Georgia’s potential race tracks would likely have such alternate forms of gambling, said Sen. Billy Hickman, a Statesboro Republican who raises horses to race in other states.

“I really believe that the parimutuel betting could survive on its own, but you wouldn’t have the quality of races,” he said. “Georgia is so well known be the (best state) in the nation to do business in, well, we also would want these facilities to be the best in the nation also, I think you’ve got to have other forms of money to supplement the horses.”

One of the proposed bills allows for historic racing machines, which are legally distinct from slot machines, Hickman said, comparing them to coin-operated amusement machines which are legal and found in Georgia gas stations and arcades.

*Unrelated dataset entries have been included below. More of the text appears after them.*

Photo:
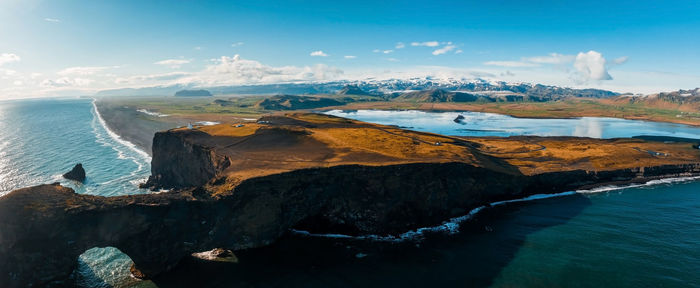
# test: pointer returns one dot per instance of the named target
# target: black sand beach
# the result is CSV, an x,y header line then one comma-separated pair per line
x,y
134,126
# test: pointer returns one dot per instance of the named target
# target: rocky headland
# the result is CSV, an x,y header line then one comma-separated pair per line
x,y
245,185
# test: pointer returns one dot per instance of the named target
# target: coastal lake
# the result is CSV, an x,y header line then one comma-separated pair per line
x,y
489,124
647,235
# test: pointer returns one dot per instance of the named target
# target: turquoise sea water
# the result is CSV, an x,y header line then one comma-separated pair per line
x,y
647,236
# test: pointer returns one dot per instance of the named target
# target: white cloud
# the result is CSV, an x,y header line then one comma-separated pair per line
x,y
318,53
85,70
389,51
238,71
8,72
510,64
173,63
591,66
444,50
139,79
552,58
8,58
426,44
620,60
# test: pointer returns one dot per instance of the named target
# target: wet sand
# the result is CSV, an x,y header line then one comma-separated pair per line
x,y
133,126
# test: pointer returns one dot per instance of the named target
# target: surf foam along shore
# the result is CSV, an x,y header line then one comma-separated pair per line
x,y
281,175
151,113
116,136
451,226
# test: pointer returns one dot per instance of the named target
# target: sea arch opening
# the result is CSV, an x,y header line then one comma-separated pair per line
x,y
104,267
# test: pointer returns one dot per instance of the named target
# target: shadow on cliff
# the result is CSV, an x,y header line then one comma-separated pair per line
x,y
474,257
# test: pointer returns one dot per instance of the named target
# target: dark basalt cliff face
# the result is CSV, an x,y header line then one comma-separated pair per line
x,y
77,173
178,163
44,229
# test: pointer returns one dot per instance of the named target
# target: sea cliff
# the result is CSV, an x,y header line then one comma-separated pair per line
x,y
238,187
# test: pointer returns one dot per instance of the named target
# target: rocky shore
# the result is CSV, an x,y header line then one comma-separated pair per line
x,y
237,187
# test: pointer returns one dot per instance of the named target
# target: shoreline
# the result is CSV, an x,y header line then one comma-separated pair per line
x,y
454,107
452,225
130,125
117,137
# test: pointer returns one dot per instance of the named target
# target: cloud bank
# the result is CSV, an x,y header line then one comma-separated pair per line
x,y
318,53
6,58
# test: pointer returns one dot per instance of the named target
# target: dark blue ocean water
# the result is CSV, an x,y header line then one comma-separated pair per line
x,y
647,236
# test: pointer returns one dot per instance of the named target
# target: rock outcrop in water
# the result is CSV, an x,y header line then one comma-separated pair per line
x,y
243,187
77,173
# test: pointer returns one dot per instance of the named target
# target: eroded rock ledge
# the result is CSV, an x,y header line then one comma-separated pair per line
x,y
249,186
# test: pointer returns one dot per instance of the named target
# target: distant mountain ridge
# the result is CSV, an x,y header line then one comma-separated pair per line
x,y
193,93
379,88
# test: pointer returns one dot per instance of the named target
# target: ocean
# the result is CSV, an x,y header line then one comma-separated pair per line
x,y
641,236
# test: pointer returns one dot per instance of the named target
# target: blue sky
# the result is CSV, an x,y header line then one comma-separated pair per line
x,y
78,47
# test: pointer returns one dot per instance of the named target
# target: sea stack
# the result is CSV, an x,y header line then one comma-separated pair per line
x,y
77,173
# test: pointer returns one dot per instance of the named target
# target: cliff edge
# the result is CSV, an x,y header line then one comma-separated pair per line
x,y
245,185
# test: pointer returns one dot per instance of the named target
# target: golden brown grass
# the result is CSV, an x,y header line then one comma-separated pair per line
x,y
327,141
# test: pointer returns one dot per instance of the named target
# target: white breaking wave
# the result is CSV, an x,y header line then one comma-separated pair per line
x,y
140,158
207,123
151,113
116,137
451,226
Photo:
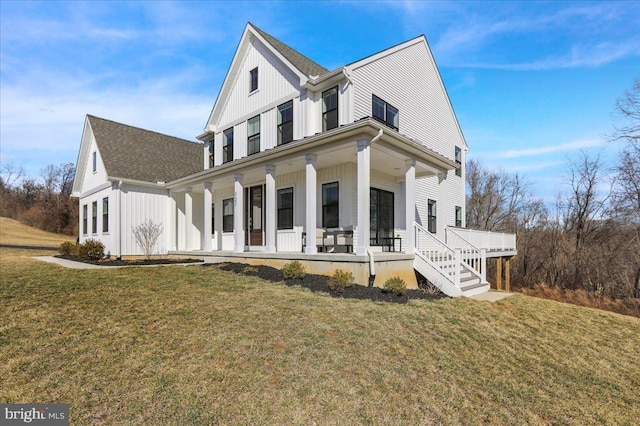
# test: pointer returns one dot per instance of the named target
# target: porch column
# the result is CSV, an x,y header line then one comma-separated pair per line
x,y
238,214
271,207
364,184
206,246
171,222
188,219
410,203
310,207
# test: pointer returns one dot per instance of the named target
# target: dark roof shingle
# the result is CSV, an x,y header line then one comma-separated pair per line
x,y
133,153
304,64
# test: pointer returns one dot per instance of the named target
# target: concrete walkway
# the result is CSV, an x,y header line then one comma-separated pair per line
x,y
491,296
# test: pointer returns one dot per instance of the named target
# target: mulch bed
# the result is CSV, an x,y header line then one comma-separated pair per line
x,y
136,262
319,283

“Whereas slot machines, which are random number generator winners, these machines, they are machines, and these machines are based on 100,000 prior horse races,” he said. “And so they tell us that those are not slot machines, just like the COAM machines are not slot machines.”

Athens Republican Sen. Bill Cowsert, chair of the Regulated Industries Committee, did not seem persuaded there was a difference.

“They look like them and sound like them and cost the same and pay out the same, they just calculate what’s going to come up on the dial by an algorithm that fed in 100,000 previous races?” he asked.

“That’s correct,” Hickman said.

“So if you were an autistic savant genius and knew the winner of every race in the history of sports racing, that would not help you win or lose on these machines?” he asked

“I don’t know the answer to that,” Hickman said.

Other committee members seemed to indicate support, questioning whether legalized horse racing would be substantively different from other forms of legal  gambling in the state like the Georgia Lottery or church raffles.

Sen. David Lucas, a Macon Democrat, compared it to bolita, a type of underground lottery he said was once popular among members of the Black community.

“You paid a penny, two pennies or three pennies,” he said. “And my grandmama, she had no mental problems, she lived a nice life, but she played bolita.”

“The only thing you worried about if you hit it big was whether or not the number man was going to pay you your money because you couldn’t go to the police about it,” he added with a laugh.

No vote was scheduled for the meeting, and Cowsert was noncommittal about the bills’ futures.

“Sen. Beach, sorry we didn’t have time on this schedule for you go into details of the bill, we’ll save that, we will conclude public input with this hearing, and if we have time in our schedule, we’ll try to have an additional hearing for you to go into the nuts and bolts of your legislation, Sen. Mullis as well,” he said.

This story comes to GPB through a reporting partnership with Georgia Recorder.